8 Replies Latest reply on Jan 28, 2014 8:53 AM by rareddy

    Adding performance instrumentation

    markaddleman

      I've got some extra time on my hands lately and I thought I'd contribute some performance instrumentation.

       

      Background

      Lately, our team has been hit by a few different performance problems that aren't directly attributed to Teiid but our lack of visibility into how the engine and translators process queries makes getting to the root of the problem more difficult than it needs to be.  Fundamentally, we needed to surface a few key pieces of information and correlate those with user activity:

      1. The query plan
      2. The translators involved in the plan
      3. The work that the translators are doing:
        1. CPU & latency of ExecutionFactory.execute() and ExecutionFactory.getConnection()
        2. CPU & latency of Execution.execution(), cancel() and close()
        3. Cumulative CPU & latency of ResultSetExecution.next()
        4. Total number of rows returned from ResultSetExecution.next()

       

      Implementation Idea

      Basically, I see two parts to this.  More convenient plan logging and engine performance logging.

       

      To improve plan logging, I see adding a new log option that, when enabled, will log each unique, normalized user query and its plan.  I was thinking of using a bloom filter to maintain the set of normalized user queries to keep the memory requirements low.  If the query doesn't already exist in the set, log the plan and the user query.  If I can find the right point in the code where the normalized query is already represented as a string, the CPU hit should be pretty small.

       

      Logging the engine performance is a bit more involved.  Inside the engine, instrument DataTierManager.registerRequest() to log the user, user query and request id.  In order to capture translator performance, it looks like the leverage point is ConnectorWorkItem, mostly in the execute() and handleBatch() methods.  From these two, log the request id, the part identifier, the CPU and latency consumed by the translator.

       

      Obviously, the missing piece is the work that Teiid does to fulfill the user query.  I haven't found a good leverage point for that but I'll keep looking (hints gladly accepted!).  Fortunately, Teiid itself hasn't been the source of performance problems so I consider it a lower priority.

       

      What do people think?  Am I on the right track or do you have suggestions or alternatives?

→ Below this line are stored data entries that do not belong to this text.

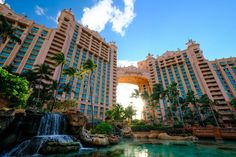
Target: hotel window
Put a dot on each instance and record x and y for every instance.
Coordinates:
(44, 33)
(34, 30)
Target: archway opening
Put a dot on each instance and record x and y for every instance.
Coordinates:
(124, 91)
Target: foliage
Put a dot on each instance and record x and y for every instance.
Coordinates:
(102, 128)
(233, 102)
(40, 83)
(116, 112)
(59, 59)
(14, 88)
(7, 31)
(63, 104)
(129, 112)
(176, 130)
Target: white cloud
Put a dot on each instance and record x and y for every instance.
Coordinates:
(126, 63)
(121, 20)
(53, 18)
(98, 16)
(39, 10)
(3, 1)
(104, 12)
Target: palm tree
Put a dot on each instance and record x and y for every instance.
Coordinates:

        • 1. Re: Adding performance instrumentation
          rareddy

          I am sure you looked at COMMAND_LOG context right? It already gives context of the query at user level and translator level with respective times. For motivated users, it also provides the CommandContext object that you can grab inside a Log4J logging appender to log more relevant information to the user.

           

          If you are looking anything more than that, we can certainly accept your observations.

           

          Ramesh..

          • 2. Re: Adding performance instrumentation
            markaddleman

            Embarrassingly, no, I haven't looked at the COMMAND_LOG.  I'll do that before going forward.  Thanks, Ramesh

            • 3. Re: Adding performance instrumentation
              markaddleman

              Thanks for the pointer, Ramesh.  COMMAND_LOG has everything I wanted except for the CPU time accumulated by the execution.  I took a stab at adding that and threading it through the CommandLogMessage.  Attached is the patch.  Please ignore the changes to the pom file, the changes were just to make Eclipse happy.  I'd like to see this added to Teiid and I'm willing to do the work but I'm unsure what the next steps are.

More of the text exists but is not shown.